The idea of a sky that is alive with flying cars is one that is often met by thoughts of hoverboards, holograms and time travel. It's always been a very romantic notion, but is there any tangible substance to flying cars in real life? Slovakian company AeroMobil think so and are aiming to have one on your drive by 2017.
The goal of having a production ready flying car in 2017 isn't just plucked out of the air either, talking at SXSW the CEO of AeroMobil – Juraj Vaculik – outlined the company's future goals based on a host of fully functioning prototypes that have already taken to the skies.
Currently operating in the form of AeroMobil 3.0, the prototype vehicle is a peculiar entity to behold. With the folding wings set to road, the AeroMobil's top structure is reminiscent of a grasshopper; the wings sitting very neatly atop the vehicle and the propeller siting fairly ominously between the brake lights – it'd certainly be a spectacle out on the road. With the touch of a button, however, the fully automated wings unfold themselves like and swing outwards – at this point the AeroMobil doesn't look quite as strange. Watching the official AeroMobil 3.0 video, it's hard to not find the vehicle oddly mesmerising and exciting.
Regardless of the working prototypes, three years to create a production ready vehicle is quite a tall order; the company currently face the difficult task of finding a material that is strong enough to pass road safety crash tests but is still light enough for flight.
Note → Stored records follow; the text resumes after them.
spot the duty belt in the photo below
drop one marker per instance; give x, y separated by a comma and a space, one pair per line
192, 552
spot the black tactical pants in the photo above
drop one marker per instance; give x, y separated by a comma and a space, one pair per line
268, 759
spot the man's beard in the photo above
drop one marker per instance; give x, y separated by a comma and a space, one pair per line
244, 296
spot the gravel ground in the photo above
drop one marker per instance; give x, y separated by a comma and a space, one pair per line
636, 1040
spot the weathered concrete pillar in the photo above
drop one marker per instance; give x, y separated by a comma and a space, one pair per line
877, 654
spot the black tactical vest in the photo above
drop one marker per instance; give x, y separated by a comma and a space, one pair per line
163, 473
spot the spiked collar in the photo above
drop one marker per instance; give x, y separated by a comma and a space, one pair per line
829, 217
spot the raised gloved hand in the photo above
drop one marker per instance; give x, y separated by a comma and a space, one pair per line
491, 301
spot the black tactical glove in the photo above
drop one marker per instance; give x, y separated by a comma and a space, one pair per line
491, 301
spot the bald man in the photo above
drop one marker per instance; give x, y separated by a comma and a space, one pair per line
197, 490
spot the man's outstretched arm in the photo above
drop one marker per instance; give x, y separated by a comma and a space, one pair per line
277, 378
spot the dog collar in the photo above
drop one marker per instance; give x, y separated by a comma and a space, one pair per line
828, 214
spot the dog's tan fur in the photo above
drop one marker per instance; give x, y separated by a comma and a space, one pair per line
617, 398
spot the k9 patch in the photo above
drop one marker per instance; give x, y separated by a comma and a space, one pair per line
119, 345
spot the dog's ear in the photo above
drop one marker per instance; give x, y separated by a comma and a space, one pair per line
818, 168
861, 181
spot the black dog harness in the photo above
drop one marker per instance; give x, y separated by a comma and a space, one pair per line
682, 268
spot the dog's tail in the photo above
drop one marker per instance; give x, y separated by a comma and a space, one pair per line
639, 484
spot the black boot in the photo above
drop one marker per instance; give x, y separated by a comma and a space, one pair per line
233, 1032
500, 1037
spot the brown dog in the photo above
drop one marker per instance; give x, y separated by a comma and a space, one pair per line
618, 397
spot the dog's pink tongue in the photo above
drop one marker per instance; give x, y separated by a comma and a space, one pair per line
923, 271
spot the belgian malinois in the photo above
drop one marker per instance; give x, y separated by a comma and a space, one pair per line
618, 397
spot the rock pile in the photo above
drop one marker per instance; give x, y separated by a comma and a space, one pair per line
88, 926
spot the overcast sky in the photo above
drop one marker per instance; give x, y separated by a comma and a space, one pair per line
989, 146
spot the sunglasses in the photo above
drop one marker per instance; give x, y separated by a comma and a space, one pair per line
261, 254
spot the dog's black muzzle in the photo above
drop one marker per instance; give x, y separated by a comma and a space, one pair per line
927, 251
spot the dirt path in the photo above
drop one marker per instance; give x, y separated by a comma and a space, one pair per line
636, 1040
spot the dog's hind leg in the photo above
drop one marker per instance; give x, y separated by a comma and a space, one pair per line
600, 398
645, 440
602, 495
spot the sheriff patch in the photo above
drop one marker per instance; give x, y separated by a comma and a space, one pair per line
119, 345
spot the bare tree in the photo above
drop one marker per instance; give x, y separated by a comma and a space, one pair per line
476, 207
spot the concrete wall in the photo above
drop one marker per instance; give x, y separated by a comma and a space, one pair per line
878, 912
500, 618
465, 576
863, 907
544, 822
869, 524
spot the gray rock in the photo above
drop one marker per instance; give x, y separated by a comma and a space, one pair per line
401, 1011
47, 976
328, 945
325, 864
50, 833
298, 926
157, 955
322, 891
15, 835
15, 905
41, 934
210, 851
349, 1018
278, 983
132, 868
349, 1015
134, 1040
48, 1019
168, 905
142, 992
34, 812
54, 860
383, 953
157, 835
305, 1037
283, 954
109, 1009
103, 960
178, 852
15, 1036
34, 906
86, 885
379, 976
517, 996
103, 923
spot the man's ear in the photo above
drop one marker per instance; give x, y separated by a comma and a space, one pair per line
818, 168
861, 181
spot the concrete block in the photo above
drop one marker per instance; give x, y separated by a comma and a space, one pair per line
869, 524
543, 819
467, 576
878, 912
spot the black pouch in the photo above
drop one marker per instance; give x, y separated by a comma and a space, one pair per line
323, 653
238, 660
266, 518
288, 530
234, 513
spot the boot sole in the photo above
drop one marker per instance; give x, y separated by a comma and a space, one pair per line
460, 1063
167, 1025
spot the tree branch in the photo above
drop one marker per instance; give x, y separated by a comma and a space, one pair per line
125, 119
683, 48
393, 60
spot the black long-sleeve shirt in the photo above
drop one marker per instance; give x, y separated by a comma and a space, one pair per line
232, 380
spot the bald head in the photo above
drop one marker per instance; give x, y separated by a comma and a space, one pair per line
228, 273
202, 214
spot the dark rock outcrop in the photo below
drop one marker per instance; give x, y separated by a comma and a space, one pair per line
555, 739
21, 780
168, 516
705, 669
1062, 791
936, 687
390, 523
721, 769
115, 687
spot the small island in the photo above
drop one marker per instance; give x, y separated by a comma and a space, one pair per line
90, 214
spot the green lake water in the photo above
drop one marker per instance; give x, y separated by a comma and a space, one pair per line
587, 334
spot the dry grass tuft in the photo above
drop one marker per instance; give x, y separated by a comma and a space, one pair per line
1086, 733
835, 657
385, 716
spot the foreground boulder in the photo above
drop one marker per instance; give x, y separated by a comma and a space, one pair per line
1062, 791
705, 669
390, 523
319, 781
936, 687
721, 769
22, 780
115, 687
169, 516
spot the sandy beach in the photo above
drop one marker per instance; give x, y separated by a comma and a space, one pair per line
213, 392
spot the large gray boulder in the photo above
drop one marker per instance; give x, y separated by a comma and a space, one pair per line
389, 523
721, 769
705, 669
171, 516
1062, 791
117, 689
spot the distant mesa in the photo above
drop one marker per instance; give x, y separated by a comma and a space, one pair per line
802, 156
They will then have to tackle all of the stringent regulations of both road vehicles and aircraft.
The question remains though – would you actually buy one? You'll need a pilot's license to fly it and you'll still have to drive it to your nearest airstrip or airport before you can take off (although Vaculik talks of creating grass runways at the side of every highway once the production version has become more mainstream).
Probably the hardest mountain to overcome, at least at the start of production, is going to be the price; despite not being officially stated, it is acceptable to make the assumption that it'll be expensive – typically, aircraft don't come cheap, especially ones made almost entirely from carbon fibre.
Despite the potential setbacks, AeroMobil's ambitions don't stop at just creating the world's first production flying car; they also plan on creating a four seat family hybrid, extending the range from 430-miles, and a completely autonomous variant that'd require no pilot to ever touch the controls. Whilst these plans may seem like quite a long shot at the moment, AeroMobil are currently at the forefront of flying car technology – it'll certainly be interesting to see where the future takes this project.